The tough part of predictive analytics is making the information actionable, says Michael Kanter, M.D., executive vice president of quality and chief quality officer of the Oakland, Calif.-based Permanente Federation, an arm of integrated health system giant Kaiser Permanente.
“There are a lot of people running around with predictive algorithms, but the question is: 'What are you going to do with that?'“ Kanter says.
For instance, a hot area for predictive analytics is hospital readmissions. If hospitals know which patients are most likely to be readmitted, they can place resources such as care coordinators and extensive outpatient services with that minority of patients. This is often measured using the LACE index scoring tool, which broadly stands for length of stay, acuity, comorbidities and emergency department visits [See below].
It's a new type of predictive gauge, one that shows which patients need intensive services so they don’t wind up in the ED in the next 60 to 90 days.
Being able to target patients more efficiently is very appealing, says Jose Azar, M.D., medical director for quality improvement and patient safety for Indiana University Health, Indianapolis. “We have 750 patients every day,“ he says. “Instead of looking at everybody, if we can look at 20 patients, that would be a great advantage."
Some caution that the quality of predictions are only as good as the underlying data, which can be extremely limited when it comes to social determinants of health and other underlying reasons for complex cases.
“You have to have reliable data to make predictions about patients,“ says Mark Jacobs, chief information officer at the Delaware Heath Information Network, the oldest statewide health information exchange in the country.
Delaware hospitals, for instance, exchange patient data securely through the DHIN. “So when I look at predictive analytics, I think, 'What are the data you are going to start with to make predictions about the patients?'" Jacobs says. “Most organizations have clinical data and most have claims and administrative data. Most don’t have information about social determinants and lifestyle and most don’t have the ability to combine all that data."
Christiana Care Health System, a nonprofit in Wilmington, Del., has been doing predictive analytics for five years. Called Christiana Care Link, the system is homegrown and started with a $10 million grant from the Centers for Medicare and Medicaid Innovation Center in 2012. Officials at Christiana Care were reluctant to share their “secret sauce“ on how their predictive analytics system works and what results it has garnered, except to say that they have been able to move the needle on a number of utilization and financial metrics.
Terri Steinberg, M.D., chief health information officer at Christiana Care, cautioned other health systems that they should have the “human to human“ resources in place to respond to predictions. These resources include care managers, bedside nurses, care coordinators, social workers and even appointment clerical staff to respond to whatever is predicted to happen to an individual patient.
“You need to be able to respond to and receive information in real time,“ Steinberg says. “That’s the cost of entry.

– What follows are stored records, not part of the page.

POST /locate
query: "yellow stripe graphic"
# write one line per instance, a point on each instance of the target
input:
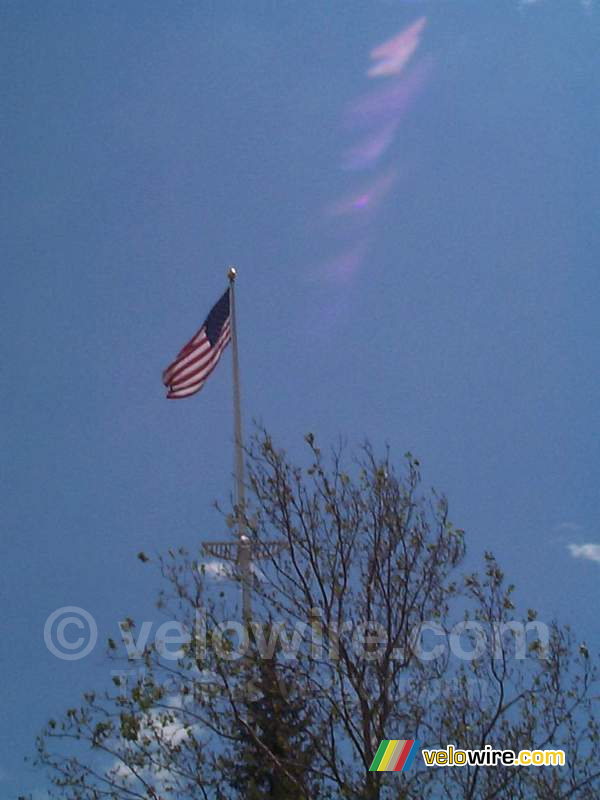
(387, 755)
(395, 755)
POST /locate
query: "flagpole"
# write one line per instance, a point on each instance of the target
(244, 553)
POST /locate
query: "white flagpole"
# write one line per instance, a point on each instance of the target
(244, 554)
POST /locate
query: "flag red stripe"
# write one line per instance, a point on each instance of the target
(403, 755)
(197, 368)
(196, 363)
(188, 356)
(178, 392)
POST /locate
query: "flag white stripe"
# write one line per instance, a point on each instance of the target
(197, 382)
(202, 346)
(198, 370)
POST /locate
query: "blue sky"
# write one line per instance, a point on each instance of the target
(442, 297)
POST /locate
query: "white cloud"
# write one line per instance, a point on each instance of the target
(219, 570)
(591, 552)
(571, 527)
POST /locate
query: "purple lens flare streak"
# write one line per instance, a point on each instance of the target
(375, 118)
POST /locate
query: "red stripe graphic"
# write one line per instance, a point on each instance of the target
(403, 755)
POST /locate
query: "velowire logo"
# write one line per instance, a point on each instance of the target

Without a robust care management program, there’s no point.”
Calculating risk is science, while “making it actionable is magic,“ Steinberg adds. “It's finding Waldo and then finding what Waldo needs."

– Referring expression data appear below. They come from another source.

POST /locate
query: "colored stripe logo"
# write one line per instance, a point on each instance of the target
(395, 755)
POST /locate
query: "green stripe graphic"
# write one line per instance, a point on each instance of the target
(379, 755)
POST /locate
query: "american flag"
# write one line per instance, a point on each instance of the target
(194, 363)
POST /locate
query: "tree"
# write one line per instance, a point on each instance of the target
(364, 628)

Small hospitals, too, are testing predictive analytics tools to improve patient outcomes.
Northwestern Medical Center, a 70-bed facility in Saint Albans, Vt., is launching a 30-day hospital readmissions predictive analytics program in 2017.
Leading the project is Chris Giroux, manager of data management and integration services, who is completing a master’s degree program in predictive analytics at Northwestern University in Evanston, Ill.

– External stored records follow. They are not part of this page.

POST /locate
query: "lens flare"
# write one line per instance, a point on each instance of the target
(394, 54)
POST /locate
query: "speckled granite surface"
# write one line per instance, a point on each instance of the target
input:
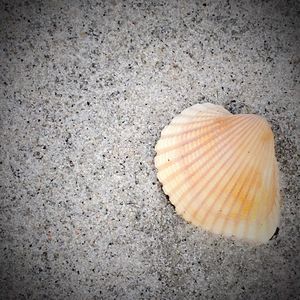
(86, 88)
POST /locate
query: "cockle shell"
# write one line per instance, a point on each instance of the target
(220, 171)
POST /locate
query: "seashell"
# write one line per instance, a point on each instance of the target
(220, 171)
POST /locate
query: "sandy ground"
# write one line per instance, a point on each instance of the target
(86, 88)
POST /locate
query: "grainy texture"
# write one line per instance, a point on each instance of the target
(86, 88)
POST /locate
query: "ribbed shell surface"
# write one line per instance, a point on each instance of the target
(220, 171)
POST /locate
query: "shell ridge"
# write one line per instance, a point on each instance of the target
(230, 138)
(220, 171)
(211, 161)
(213, 175)
(243, 164)
(230, 166)
(168, 163)
(242, 205)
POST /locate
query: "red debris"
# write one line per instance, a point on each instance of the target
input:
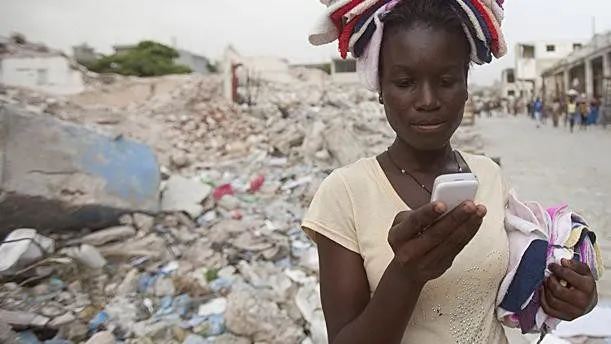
(222, 191)
(256, 184)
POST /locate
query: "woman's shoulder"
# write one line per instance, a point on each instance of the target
(355, 171)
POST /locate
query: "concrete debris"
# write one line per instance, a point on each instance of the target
(225, 260)
(109, 235)
(86, 254)
(103, 337)
(182, 194)
(21, 248)
(77, 178)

Small hospitals can participate in predictive analytics if they have the foundational pieces, Giroux says. These include an electronic health record system, an integrated data system, a data warehouse and active data governance to clean up and maintain good data.
With all those components in place, Northwestern Medical Center will launch the use of the LACE index scoring tool to identify patients at risk for readmission or death within 30 days of discharge. The LACE index comprises four parameters: length of stay; acuity; comorbidities; and number of emergency department visits. A patient’s LACE score (risk for readmission) ranges from 1 to 19; the higher the score, the most at risk a patient is.
Some studies have shown that implementing the LACE index can result in a moderate to high reduction of 30-day readmissions.
Kaiser Permanente of Oakland, Calif., implemented the LACE index and has seen positive results, says Michael Kanter, M.D., executive vice president of quality and chief quality officer at the Permanente Federation. The system pulls data on patients from the EHR to make the LACE calculation and, ultimately, drive clinical decision support for each hospitalized patient, he says.
About a year ago, Northwestern Medical Center’s community board of directors approved the creation of a division within the information technology department to develop data initiatives including predictive analytics and a user-friendly data dashboard.
“We have a really supportive board and leadership team,“ Giroux says. “That's how we've gotten this far. You give them data and they want more."
Giroux says the LACE tool is just the beginning of how her organization will apply predictive analytics. “I believe in the next five to 10 years, predictive analytics will be a necessary component in health care,“ she says. “It is going to help contain costs and produce better patient outcomes."